Bullies eh! 😂 I have been tested both ways, with bloods and having an endoscopy as well x



The goal of Levothyroxine is to restore the patient to euthyroid status. For most patients that will be when TSH is 1.0 or lower with FT4 in the upper range. FT4 needs to be in the upper range in order that sufficient T3 is converted. Read Treatment Options in

For maximum absorption Levothyroxine should be taken with water 1 hour before or 2 hours after food and drink, 2 hours away from other medication and supplements, and 4 hours away from calcium, iron, vitamin D supplements and oestrogen.

It takes 7-10 days for Levothyroxine to be absorbed before it starts working and it will take up to six weeks to feel the full impact of the dose. Symptoms can lag several months behind good biochemistry.

You should have a follow up thyroid test 6-8 weeks after starting Levothyroxine. Arrange an early morning and fasting (water only) blood draw when TSH is highest, and take Levothyroxine after your blood draw.

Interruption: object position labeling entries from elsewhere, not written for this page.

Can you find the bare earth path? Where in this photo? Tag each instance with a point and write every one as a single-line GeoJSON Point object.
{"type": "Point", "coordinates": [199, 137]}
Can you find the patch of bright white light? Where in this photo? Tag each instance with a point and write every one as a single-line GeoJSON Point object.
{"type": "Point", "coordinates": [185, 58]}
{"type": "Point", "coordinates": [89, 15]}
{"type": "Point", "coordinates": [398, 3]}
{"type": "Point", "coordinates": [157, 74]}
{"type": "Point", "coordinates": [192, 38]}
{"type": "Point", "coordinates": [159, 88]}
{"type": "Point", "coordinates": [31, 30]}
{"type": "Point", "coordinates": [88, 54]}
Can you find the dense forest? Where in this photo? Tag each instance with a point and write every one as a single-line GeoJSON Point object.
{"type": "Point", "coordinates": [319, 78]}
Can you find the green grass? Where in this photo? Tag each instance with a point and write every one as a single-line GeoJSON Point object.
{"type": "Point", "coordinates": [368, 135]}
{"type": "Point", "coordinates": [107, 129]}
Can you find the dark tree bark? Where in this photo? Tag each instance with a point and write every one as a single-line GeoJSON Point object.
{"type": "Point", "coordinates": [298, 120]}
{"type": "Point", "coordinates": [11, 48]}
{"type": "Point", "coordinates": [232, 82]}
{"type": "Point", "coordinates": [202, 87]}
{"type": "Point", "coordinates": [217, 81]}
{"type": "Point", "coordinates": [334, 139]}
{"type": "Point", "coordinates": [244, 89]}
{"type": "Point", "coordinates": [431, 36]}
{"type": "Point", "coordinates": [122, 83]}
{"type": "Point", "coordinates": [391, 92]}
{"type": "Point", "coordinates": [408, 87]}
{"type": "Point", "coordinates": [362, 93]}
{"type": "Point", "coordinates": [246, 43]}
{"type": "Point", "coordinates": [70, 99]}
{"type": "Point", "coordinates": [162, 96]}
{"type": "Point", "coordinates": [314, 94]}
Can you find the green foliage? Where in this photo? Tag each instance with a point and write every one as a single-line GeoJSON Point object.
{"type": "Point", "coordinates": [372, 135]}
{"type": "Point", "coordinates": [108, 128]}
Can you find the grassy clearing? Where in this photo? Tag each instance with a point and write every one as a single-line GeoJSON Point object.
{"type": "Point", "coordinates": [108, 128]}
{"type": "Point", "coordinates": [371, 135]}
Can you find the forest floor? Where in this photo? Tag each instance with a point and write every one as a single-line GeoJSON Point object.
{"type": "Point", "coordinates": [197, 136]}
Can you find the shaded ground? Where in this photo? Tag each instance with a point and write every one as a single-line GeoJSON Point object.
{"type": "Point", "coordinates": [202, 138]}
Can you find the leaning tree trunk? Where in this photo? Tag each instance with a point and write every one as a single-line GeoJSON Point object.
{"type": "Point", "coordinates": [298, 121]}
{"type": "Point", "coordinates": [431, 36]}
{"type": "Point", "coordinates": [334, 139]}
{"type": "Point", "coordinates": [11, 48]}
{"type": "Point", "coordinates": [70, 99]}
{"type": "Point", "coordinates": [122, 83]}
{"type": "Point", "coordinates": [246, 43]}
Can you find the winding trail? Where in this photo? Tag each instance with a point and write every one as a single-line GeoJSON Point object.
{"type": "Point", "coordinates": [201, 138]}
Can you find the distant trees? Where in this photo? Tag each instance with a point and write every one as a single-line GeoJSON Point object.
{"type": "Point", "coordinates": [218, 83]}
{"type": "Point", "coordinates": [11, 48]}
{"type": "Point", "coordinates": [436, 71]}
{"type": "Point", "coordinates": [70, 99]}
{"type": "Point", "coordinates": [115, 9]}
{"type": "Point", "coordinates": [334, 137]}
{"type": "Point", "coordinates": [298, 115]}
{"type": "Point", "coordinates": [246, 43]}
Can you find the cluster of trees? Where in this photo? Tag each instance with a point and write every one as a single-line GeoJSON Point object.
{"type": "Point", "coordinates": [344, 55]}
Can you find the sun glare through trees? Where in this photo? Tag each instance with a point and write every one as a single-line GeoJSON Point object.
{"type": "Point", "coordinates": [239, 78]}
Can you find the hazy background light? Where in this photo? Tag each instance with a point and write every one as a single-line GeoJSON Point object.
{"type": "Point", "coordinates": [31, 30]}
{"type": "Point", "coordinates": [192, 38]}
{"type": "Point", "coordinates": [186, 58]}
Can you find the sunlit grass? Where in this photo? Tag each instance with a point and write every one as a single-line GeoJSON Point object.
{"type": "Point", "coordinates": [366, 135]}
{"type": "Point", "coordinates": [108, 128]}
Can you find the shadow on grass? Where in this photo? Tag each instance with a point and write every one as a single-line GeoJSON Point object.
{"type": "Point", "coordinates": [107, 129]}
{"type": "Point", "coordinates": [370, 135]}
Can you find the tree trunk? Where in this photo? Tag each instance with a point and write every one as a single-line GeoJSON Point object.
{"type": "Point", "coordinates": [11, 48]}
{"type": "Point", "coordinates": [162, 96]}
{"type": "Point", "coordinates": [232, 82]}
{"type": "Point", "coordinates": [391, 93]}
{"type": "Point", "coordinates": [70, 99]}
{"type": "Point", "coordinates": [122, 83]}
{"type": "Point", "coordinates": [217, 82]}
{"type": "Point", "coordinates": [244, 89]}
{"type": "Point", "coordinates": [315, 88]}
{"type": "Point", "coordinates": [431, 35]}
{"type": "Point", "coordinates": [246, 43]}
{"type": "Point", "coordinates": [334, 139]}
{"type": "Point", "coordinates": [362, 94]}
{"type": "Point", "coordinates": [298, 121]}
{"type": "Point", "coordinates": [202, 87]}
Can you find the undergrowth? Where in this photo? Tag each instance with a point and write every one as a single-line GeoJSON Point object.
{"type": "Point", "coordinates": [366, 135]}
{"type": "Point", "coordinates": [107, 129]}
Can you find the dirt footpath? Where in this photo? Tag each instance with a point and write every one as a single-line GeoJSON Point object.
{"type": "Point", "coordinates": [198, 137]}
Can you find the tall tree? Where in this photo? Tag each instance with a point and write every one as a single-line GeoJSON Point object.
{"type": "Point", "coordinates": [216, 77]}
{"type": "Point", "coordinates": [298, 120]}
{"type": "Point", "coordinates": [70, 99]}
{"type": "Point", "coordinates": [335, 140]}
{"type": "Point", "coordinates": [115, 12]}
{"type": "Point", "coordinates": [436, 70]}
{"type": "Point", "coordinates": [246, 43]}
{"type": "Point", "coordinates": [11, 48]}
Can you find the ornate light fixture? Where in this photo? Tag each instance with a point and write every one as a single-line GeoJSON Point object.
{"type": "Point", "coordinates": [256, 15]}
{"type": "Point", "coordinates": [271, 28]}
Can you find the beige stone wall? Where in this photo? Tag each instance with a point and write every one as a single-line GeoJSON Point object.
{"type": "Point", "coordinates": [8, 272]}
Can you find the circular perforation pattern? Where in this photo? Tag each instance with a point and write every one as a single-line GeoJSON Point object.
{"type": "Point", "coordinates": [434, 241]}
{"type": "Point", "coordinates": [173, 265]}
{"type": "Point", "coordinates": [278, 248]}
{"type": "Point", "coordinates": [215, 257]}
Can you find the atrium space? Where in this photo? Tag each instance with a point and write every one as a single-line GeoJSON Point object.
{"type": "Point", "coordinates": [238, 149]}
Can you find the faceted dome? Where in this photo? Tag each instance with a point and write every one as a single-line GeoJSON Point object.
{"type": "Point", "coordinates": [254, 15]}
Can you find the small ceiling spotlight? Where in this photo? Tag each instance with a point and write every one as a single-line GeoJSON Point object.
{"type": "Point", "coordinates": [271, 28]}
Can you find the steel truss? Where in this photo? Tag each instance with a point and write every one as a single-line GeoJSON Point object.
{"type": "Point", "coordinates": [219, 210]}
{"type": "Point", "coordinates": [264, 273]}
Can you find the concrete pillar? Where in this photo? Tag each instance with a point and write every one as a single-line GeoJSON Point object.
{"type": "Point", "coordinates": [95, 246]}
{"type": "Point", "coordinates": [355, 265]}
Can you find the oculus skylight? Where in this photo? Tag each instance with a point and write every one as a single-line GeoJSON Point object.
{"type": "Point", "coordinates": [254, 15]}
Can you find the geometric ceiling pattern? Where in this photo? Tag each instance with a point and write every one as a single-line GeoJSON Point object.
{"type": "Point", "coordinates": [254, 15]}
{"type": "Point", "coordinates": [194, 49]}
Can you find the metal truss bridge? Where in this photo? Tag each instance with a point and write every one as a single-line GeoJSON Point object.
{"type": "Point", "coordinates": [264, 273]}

I am not a medical professional and this information is not intended to be a substitute for medical advice from your own doctor. Please check with your personal physician before applying any of these suggestions.


Thank you. I don't understand the who T3 & T4 stuff, it's not been explained to me by my doctor regarding the hormones and levels and what mine are - - all I know is my throid levels are really low at the moment. Starting on a new dose of 75mgs of levothyroxine tomorrow and I have to return to my doctor for a blood test in 4 weeks. I'm hoping I feel like there is an improvement by then :) Thank you for your help / advice. I really appreciate it x


Get on the internet and research the "whole T3 & T4 stuff", your health and feeling of well being will depend upon your understanding of how this all works together. It took me about 6 months of manic dedication to learn about the thyroid system and I am not "biological" at all. However, you must understand what is going on. Start with the internet then read a book called "Stop the Thyroid Madness" (yes it's a silly title IMO) but it's a good book. There is another book by Barbara Lougheed called Tired Thyroid, quite an eyeopener. And, of course, you will learn a lot from this site.

Once you know what is going on, (and you are the best person to know because you feel the symptoms), you can be in control of what happens to you. The alternative is to spend weeks, months and even years on the wrong dose of the wrong brand of the wrong medicine prescribed by a well meaning but under educated medic who probably doesn't know there is a difference.

Good luck in your studies, you will find it fascinating and ask all of your questions here.